Bizarro Mount Rushmore of Sports: Wisconsin
If you're a regular viewer of ESPN programming, then you're probably aware of their online promotions for each state to debate the four biggest sports personality from that particular state, the "Mount Rushmore of Sports," as it were.
Montana and Magic in California.
The Bambino and Broadway Joe in New York.
Stockton and the Mailman in Utah.
Here, I'm going to take a more humorous approach to the topic for my home state, Wisconsin. Surely names like Favre, Lombardi, and Yount would be on a serious list, but that's not my goal.
Hopefully, if you have appreciation or knowledge of Wisconsin sports, these guys will bring a "I remember that guy" smile to your face. Here we go...

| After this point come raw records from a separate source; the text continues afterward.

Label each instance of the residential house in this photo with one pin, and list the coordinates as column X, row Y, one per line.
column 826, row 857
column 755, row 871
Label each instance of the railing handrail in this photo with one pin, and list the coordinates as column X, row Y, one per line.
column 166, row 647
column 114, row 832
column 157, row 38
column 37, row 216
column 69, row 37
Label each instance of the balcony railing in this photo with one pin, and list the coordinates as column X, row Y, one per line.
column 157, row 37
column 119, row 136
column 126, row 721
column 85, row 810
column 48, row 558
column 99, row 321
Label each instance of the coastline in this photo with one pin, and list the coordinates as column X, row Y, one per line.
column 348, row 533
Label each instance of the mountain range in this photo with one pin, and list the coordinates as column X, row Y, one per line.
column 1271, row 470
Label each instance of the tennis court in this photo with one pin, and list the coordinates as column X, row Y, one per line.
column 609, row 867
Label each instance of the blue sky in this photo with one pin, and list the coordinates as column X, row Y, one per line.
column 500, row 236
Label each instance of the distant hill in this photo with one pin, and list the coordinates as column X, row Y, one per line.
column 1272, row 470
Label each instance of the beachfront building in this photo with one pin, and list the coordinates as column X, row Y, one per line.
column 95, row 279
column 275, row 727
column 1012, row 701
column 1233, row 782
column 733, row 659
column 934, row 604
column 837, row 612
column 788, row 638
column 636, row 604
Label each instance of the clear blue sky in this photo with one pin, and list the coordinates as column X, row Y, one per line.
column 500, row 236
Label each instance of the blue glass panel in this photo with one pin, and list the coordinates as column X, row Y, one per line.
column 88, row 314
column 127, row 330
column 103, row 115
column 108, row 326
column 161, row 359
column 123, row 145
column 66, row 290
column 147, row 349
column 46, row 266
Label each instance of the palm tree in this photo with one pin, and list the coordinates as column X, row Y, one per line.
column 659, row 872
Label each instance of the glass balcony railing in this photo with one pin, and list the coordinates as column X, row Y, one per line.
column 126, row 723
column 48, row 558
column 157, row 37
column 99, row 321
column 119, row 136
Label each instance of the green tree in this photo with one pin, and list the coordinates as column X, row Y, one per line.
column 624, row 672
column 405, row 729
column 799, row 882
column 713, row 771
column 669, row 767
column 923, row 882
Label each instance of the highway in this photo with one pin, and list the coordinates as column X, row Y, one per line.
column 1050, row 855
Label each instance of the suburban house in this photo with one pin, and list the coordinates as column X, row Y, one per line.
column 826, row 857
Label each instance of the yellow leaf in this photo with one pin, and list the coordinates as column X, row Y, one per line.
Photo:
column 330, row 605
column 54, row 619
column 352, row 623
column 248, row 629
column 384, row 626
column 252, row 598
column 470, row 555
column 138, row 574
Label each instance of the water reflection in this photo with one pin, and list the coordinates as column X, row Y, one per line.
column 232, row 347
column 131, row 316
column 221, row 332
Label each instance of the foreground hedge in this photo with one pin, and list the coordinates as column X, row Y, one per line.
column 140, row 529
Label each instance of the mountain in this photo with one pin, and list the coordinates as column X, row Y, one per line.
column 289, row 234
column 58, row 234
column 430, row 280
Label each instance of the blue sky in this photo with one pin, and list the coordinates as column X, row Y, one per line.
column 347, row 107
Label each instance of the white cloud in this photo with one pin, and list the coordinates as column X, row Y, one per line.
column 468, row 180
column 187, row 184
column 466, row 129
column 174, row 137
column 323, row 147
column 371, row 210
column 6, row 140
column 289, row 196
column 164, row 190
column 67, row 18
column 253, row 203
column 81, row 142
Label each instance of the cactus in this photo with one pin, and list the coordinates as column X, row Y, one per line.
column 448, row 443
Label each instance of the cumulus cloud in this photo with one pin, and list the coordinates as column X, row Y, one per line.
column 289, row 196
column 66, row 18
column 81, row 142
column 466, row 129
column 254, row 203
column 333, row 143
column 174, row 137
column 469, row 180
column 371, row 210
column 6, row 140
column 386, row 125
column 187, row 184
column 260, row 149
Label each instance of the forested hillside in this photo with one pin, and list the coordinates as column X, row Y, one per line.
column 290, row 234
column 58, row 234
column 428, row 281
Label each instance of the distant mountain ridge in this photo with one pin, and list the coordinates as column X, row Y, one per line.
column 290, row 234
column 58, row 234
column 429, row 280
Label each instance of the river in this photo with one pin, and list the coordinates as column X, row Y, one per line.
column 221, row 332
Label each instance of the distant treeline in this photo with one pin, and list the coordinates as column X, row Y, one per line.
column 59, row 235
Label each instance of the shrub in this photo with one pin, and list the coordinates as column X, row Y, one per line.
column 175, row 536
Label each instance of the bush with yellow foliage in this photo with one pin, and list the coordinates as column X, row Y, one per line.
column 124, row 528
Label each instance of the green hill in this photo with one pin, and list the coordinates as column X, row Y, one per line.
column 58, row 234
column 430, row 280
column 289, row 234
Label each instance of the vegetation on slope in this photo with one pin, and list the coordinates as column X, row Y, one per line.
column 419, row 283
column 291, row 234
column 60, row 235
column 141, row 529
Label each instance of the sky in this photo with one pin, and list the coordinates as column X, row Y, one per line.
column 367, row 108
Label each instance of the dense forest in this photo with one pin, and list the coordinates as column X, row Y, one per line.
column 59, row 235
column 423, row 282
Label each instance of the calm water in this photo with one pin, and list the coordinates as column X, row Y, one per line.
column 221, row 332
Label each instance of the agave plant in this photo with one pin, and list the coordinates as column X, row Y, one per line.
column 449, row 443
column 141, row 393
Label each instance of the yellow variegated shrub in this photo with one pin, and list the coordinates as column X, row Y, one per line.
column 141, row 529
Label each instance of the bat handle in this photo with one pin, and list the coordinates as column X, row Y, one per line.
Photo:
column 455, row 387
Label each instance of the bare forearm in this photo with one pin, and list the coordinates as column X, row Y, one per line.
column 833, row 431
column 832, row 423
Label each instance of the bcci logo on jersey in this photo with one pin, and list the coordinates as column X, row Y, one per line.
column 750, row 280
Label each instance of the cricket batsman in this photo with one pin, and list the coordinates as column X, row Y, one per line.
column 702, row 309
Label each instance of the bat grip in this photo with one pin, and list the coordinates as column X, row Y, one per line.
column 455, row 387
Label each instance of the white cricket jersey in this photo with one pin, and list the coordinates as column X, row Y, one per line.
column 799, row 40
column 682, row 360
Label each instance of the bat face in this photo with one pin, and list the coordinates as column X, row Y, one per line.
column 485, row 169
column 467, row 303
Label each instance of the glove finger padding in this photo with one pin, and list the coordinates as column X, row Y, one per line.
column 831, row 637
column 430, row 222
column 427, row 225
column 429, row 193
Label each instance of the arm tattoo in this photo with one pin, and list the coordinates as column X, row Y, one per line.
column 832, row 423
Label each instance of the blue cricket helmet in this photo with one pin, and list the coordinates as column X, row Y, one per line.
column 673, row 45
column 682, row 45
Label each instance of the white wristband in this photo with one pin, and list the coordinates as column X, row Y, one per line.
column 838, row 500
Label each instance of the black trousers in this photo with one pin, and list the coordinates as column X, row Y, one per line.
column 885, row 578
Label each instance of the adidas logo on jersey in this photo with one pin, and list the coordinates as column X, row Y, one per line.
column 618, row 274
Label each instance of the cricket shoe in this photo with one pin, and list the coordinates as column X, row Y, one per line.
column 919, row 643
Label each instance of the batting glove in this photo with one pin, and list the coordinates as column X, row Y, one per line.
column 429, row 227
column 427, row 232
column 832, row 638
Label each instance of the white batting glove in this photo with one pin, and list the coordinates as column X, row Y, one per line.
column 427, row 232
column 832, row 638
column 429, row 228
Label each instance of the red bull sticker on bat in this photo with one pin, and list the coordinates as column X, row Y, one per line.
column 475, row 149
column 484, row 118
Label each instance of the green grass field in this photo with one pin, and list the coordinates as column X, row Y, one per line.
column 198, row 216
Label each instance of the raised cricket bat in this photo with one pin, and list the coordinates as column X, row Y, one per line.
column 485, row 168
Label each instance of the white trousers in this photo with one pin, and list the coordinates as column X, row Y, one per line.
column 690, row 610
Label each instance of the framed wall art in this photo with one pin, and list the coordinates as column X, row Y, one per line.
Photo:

Replacing George Washington on Mount Rushmore is no small feat. Vin Baker is definitely big enough to accomplish it.
Or at least he was at one point.
The Milwaukee Bucks drafted Baker 8th overall in 1993. He played in Milwaukee for four seasons and averaged 18.3 points per game and only missed four games in that stretch. He was a great player for the Bucks. Not so much after he left.
His reputation for drinking too much and staying out of basketball shape followed him everywhere he went after he left the Bucks, and this earns him his spot on the Bizarro Mount Rushmore of Wisconsin. Even though he was a good player in his time here.
There are a lot of worthy Brewer candidates with all the futility the club has gone through since 1982.
Richie Sexson. BJ Surhoff. Jeff D'Amico. Jose Hernandez. You get the picture.
But like Baker with basketball, Jaha was one bright spot in a dark era for Wisconsin baseball. In 1995 and 1996, he hit 54 home runs and 183 RBI with a .306 average in 236 games.
Not much to say about Brian Noble except that he was a linebacker for the Packers in that black hole of Green Bay history between 1968 and 1994.
He had 14 sacks and three interceptions in eight seasons. There's that I guess.
Yeah, he was a pretty good player on some pretty good Wisconsin teams. But no one would say he's one of the four most important figures in Wisconsin sporting history.
Just look at him. He's big and goofy. His teams ran a slow, boring offense and beat teams by grinding them into submission and winning the rebound battle. Wonderful.